10am to 4pm... then my hungry wife comes home... sometimes I add 10pm to 4am. Night time is more experimental. Day time includes updates, mixing, arranging, templates and get jobs done...
On live gig days I do nothing in the studio if possible. My ears need rests.


----------



## Zero&One (Jan 11, 2019)

4hrs before my alarm.
2 hrs before bed.
1hr before work
Aka the hours I should be doing something else


----------



## Nick Batzdorf (Jan 11, 2019)

It depends when the last minute is.


----------



## bengoss (Jan 11, 2019)

Night time late late from 12am to 6am. I don’t know how to change this? Any tips? I’ve been working like this ever since!


----------



## Zero&One (Jan 11, 2019)

bengoss said:


> Night time late late from 12am to 6am. I don’t know how to change this? Any tips? I’ve been working like this ever since!

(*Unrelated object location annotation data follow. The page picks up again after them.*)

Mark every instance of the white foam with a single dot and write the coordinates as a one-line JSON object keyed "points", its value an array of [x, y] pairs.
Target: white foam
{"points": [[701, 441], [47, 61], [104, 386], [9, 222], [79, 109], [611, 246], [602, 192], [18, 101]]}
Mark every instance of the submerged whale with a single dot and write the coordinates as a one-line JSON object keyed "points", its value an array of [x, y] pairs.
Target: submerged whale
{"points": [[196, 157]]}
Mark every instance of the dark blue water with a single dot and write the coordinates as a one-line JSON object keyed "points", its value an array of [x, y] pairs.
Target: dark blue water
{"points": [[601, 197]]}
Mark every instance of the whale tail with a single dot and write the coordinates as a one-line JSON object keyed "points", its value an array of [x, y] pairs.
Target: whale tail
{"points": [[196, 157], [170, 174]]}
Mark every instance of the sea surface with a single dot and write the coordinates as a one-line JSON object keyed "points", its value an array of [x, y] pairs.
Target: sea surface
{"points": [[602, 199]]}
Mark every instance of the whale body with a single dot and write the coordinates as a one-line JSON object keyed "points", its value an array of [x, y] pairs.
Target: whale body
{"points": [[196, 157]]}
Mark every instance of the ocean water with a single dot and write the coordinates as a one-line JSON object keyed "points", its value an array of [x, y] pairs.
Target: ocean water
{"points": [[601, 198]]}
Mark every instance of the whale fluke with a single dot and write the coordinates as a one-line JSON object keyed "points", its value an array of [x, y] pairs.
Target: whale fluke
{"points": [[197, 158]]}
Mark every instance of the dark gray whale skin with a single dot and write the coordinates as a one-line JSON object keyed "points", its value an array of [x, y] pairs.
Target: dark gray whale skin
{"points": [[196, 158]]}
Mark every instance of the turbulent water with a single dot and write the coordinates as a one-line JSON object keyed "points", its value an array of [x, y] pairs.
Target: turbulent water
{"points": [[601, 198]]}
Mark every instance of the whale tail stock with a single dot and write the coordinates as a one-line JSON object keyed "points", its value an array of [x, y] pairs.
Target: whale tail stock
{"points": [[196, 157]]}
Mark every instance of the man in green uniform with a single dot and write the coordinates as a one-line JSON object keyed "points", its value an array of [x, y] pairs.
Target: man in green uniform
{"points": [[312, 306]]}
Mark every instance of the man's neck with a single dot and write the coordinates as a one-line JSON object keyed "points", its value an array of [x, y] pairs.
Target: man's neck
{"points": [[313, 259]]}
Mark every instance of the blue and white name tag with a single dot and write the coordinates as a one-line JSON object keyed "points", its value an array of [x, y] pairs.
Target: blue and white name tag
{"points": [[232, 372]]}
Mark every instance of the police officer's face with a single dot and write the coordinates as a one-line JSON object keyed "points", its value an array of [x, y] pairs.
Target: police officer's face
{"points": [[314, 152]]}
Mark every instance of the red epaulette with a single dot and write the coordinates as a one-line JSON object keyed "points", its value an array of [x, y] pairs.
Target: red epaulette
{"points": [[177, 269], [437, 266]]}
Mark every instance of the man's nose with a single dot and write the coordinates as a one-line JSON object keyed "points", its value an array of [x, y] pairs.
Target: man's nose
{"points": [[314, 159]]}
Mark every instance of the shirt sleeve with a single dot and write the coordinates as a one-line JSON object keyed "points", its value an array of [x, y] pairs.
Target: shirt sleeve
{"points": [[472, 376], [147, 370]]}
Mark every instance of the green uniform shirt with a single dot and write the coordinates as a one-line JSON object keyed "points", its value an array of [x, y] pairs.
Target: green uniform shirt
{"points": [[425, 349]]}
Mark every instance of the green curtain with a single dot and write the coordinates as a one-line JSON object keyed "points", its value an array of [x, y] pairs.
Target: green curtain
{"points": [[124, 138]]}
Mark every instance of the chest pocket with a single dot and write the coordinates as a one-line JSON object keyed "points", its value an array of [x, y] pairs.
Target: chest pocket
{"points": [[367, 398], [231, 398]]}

If you get the answer... my boss, friends, ex's and neighbours would be very interested.


----------



## bengoss (Jan 11, 2019)

James H said:


> If you get the answer... my boss, friends, ex's and neighbours would be very interested.


Lol


----------



## Parsifal666 (Jan 11, 2019)

I get up at 3:30 am (three hours before my girl does), eat a quick breakfast+coffee, start work at around 10 of. I break for lunch at 9:00, but keep going after for about an hour. Whether I continue after supper (4:00 pm) is up in the air, but I usually get about an hour in when I do.

So, altogether about six hours a day average, seven days a week, day off every few months. Been like that since 2013, before that it was around eight hours a day (the extra time mostly because I had to get some guitar chops-keeping exercises and general practice in).

It's a lot of hours considering I generate only about/around enough to pay my rent (and not much else besides, sometimes barely even rent). But my commissions never take long (they don't need a lot of time, to be completely forthright). I spend most of the time on my own compositions, the ones I value most dearly. Without those I'd only work about two hours a day.


----------



## rgames (Jan 11, 2019)

My brain works best in the hours after I wake up. 7 - 10 am is a sweet spot for me.

But I do often hate the waking up part.


----------